La présidente de la commission scolaire des Hautes-Rivières, Andrée Bouchard

Travaux bénévoles interdits: des Hautes-Rivières défend son règlement

L’interdiction de travaux de construction bénévoles dans ses établissements a sa raison d’être, insiste la commission scolaire des Hautes-Rivières.

Décrié par de nombreux parents et élus, le règlement adopté cette semaine stipule dorénavant « qu’aucuns travaux de construction ne seront réalisés par des bénévoles » dans les établissements de la commission scolaire montérégienne afin d’assurer « la qualité des travaux et la sécurité des élèves, du personnel et des bénévoles »

Il fait suite à la controverse survenue dans la municipalité de Saint-Sébastien en 2017. Une trentaine de parents avaient alors entrepris de repeindre l’intérieur de l’école primaire. La Commission de la construction du Québec les avait sommés d’arrêter puisqu’elle jugeait le chantier illégal, les peintres en herbe ne détenant pas de cartes de métier.

Québec a autorisé ce type d’activité quelques mois plus tard, mais des Hautes-Rivières a tout de même décidé d’aller de l’avant avec un règlement.

« C’est une question de sécurité, soutient la présidente de la commission scolaire, Andrée Bouchard. Il y avait des enfants et des enseignants qui peinturaient. L’autorisation du ministère du Travail ne nous libère pas de nos responsabilités. On ne peut pas faire rentrer les bénévoles en tout temps et faire n’importe quoi. »

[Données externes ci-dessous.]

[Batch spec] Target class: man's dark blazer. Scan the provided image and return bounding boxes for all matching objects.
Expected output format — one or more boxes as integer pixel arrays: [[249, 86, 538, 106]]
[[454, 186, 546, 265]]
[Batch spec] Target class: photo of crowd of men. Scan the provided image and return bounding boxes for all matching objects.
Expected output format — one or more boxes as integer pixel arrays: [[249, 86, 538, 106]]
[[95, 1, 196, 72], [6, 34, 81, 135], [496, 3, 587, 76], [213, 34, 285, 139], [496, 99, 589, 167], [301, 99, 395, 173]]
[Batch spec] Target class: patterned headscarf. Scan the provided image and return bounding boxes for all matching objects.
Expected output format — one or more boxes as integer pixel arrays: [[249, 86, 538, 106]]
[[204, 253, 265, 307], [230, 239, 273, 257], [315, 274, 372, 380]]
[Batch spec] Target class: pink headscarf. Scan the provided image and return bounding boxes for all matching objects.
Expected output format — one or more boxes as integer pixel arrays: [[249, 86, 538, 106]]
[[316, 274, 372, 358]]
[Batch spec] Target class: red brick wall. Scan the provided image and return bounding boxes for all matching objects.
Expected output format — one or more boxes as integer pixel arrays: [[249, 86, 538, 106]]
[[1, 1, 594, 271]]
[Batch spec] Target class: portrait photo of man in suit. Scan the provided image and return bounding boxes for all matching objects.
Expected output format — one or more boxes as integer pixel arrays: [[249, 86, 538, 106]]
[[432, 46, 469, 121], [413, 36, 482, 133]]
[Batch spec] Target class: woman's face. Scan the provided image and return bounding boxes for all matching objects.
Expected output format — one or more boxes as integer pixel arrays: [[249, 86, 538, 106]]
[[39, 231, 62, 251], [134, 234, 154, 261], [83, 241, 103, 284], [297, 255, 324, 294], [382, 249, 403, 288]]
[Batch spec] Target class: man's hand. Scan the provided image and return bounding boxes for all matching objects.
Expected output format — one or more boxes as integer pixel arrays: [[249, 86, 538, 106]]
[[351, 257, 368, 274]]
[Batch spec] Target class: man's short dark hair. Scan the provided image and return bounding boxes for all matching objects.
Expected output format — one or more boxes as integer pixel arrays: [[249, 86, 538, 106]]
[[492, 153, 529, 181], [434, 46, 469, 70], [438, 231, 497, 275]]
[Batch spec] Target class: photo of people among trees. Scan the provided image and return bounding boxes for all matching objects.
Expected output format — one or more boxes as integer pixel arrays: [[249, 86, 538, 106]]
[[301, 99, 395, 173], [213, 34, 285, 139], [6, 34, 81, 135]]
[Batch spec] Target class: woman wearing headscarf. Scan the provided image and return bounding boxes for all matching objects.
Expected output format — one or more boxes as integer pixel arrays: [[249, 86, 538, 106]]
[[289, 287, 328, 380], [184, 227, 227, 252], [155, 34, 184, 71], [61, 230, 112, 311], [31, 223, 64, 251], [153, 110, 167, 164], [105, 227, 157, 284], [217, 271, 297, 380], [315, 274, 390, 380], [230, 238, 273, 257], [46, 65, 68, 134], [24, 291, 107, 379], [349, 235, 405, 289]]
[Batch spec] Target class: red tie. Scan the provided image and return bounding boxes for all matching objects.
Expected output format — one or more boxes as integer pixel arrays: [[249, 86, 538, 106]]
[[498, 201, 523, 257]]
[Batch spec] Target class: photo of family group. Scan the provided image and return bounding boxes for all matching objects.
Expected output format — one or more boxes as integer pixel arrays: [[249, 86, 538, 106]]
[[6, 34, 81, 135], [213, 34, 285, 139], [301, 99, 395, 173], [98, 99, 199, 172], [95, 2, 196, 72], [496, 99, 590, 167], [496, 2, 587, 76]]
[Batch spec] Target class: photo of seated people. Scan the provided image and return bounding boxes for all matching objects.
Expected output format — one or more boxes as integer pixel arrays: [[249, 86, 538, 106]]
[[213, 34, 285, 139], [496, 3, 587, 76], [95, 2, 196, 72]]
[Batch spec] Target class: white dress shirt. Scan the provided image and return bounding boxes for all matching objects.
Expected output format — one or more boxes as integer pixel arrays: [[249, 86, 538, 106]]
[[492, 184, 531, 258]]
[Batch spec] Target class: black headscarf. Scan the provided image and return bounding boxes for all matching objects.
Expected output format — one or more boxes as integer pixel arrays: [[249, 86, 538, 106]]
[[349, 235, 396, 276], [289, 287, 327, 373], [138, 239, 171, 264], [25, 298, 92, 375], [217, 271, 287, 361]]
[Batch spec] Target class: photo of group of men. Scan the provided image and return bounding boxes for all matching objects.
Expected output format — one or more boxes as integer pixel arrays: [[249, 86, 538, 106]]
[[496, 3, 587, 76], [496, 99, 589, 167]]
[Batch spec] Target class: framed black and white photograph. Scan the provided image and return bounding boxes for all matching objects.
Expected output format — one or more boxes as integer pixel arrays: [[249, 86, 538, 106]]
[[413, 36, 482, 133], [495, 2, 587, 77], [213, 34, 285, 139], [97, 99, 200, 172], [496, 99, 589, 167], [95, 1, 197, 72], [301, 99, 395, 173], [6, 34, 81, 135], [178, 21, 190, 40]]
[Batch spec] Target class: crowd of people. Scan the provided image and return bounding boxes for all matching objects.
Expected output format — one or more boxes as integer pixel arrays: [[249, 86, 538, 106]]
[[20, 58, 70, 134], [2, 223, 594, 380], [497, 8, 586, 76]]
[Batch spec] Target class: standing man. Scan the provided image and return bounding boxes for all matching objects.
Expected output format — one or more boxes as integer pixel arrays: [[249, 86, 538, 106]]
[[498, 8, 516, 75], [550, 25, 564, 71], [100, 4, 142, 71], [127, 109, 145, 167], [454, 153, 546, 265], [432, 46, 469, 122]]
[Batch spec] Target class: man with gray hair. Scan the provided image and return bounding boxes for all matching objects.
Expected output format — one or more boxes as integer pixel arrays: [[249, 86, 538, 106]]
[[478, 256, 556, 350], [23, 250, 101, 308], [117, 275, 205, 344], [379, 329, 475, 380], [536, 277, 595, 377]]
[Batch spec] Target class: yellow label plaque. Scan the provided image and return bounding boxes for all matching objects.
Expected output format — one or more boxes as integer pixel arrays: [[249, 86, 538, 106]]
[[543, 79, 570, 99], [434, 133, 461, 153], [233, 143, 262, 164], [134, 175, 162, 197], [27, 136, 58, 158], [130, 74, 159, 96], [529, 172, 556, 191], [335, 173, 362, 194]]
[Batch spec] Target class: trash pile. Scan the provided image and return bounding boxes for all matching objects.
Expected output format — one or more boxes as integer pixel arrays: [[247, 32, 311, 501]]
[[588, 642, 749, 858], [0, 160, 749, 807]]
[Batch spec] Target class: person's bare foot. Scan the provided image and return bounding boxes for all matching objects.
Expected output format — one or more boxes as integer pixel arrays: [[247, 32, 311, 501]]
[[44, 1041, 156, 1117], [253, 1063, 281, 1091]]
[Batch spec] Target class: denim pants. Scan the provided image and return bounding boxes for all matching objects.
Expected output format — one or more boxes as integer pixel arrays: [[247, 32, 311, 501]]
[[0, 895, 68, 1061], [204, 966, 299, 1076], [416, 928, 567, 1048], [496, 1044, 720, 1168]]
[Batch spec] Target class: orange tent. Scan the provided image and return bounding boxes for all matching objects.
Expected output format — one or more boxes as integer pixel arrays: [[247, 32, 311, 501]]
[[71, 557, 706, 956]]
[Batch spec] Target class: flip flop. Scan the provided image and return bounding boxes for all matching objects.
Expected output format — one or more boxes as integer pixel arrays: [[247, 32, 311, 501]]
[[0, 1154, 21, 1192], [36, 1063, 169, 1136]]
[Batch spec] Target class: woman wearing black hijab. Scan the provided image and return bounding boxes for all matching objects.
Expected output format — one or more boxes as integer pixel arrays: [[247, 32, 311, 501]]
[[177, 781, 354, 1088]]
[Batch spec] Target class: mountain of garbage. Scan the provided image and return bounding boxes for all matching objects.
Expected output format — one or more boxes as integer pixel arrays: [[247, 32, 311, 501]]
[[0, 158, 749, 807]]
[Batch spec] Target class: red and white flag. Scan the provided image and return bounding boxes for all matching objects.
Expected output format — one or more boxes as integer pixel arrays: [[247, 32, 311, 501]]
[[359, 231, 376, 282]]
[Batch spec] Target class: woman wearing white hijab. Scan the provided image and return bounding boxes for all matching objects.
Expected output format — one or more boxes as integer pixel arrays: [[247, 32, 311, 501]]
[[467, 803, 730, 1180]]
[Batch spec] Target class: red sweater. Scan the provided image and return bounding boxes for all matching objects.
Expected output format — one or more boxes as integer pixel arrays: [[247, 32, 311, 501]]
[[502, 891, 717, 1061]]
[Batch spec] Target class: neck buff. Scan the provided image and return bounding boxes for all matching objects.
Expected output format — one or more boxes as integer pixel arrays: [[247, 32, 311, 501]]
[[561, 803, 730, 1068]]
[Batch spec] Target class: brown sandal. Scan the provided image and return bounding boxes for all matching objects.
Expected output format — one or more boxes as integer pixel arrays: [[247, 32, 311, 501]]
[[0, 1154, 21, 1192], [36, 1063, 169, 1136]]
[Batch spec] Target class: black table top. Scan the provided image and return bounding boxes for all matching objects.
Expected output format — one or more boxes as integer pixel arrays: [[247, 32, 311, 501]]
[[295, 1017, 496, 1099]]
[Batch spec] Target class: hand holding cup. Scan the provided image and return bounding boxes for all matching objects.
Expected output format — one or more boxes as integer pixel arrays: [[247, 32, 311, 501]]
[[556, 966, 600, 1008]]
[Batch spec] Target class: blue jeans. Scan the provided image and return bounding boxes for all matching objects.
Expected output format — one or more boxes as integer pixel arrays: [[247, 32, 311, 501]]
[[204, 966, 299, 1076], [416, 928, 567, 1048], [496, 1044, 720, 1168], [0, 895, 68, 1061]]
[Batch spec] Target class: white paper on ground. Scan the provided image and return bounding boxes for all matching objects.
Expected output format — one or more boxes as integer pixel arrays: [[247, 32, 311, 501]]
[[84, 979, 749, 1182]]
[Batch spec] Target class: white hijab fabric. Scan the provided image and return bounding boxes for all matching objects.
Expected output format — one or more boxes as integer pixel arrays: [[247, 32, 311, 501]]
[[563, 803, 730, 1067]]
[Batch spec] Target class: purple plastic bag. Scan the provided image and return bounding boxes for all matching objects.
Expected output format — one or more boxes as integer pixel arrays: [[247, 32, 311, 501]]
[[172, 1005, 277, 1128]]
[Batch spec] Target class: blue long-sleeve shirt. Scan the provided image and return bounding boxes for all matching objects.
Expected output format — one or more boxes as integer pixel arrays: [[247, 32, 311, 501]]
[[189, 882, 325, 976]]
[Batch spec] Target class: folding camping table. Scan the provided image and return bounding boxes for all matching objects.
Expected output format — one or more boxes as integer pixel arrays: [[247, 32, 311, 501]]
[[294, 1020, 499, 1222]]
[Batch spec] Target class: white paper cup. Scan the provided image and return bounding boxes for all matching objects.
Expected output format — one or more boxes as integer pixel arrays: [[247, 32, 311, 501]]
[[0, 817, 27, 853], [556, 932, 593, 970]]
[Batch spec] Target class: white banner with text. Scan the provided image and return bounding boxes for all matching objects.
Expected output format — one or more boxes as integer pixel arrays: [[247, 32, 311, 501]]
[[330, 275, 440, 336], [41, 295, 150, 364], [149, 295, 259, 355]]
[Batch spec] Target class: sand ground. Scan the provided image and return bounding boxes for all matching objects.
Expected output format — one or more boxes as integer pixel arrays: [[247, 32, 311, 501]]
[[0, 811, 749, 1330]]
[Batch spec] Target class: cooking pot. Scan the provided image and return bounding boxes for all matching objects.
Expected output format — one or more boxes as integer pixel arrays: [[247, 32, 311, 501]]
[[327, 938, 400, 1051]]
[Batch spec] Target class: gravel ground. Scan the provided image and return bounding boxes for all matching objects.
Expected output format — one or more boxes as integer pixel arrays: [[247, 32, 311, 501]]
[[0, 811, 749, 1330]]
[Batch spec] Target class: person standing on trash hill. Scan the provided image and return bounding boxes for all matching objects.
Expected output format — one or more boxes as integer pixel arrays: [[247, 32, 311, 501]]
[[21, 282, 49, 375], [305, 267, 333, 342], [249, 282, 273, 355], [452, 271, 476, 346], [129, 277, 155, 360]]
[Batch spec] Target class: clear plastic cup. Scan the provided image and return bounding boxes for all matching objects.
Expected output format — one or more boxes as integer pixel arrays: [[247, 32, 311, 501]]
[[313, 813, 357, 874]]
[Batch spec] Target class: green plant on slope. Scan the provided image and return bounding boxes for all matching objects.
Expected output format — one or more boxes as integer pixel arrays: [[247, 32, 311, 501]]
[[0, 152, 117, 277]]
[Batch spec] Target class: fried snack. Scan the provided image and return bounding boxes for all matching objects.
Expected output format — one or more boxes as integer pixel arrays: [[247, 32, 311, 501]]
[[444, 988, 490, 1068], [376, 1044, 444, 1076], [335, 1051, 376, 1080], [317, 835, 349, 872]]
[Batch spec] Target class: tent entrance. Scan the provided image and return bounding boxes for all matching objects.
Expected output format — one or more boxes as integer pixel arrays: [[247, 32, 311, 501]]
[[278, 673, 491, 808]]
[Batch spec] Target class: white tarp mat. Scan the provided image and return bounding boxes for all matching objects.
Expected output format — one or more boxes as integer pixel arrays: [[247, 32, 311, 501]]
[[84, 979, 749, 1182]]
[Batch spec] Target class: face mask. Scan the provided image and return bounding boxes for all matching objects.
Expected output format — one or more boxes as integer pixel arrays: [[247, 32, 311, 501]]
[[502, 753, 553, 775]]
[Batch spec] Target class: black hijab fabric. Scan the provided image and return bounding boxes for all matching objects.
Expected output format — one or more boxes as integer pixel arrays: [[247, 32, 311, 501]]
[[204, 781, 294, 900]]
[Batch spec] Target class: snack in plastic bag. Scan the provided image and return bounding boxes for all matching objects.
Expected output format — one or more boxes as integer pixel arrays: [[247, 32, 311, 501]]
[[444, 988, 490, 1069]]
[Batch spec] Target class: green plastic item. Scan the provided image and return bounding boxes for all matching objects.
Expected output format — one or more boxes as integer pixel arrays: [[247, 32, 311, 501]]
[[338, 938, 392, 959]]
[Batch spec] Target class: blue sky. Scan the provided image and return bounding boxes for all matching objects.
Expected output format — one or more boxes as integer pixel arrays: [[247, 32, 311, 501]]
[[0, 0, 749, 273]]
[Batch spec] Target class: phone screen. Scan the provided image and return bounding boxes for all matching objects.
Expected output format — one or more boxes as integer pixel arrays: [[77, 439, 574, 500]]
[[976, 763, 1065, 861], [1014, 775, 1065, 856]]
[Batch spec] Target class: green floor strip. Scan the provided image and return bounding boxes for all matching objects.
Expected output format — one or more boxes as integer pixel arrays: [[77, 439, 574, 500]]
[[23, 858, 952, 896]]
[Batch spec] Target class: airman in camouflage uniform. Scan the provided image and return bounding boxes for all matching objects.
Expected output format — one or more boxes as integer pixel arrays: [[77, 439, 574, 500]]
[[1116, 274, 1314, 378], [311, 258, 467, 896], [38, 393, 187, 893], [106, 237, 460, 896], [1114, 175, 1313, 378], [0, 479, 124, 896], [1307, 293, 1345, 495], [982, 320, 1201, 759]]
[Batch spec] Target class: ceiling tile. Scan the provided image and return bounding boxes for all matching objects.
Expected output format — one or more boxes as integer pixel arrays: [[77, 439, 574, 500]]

« Il fallait se donner une orientation claire et nous sommes la première commission scolaire à passer une résolution de ce type », ajoute Mme Bouchard.

Écaillures
De plus, la peinture commence à s’écailler à l’école Capitaine-Luc-Fortin, dit la présidente. « Ça n’a sans doute pas été fait comme ça doit être fait dans les édifices publics », dit Mme Bouchard, évoquant « peut-être une surface mal préparée ou une mauvaise qualité de la peinture ou de l’apprêt ».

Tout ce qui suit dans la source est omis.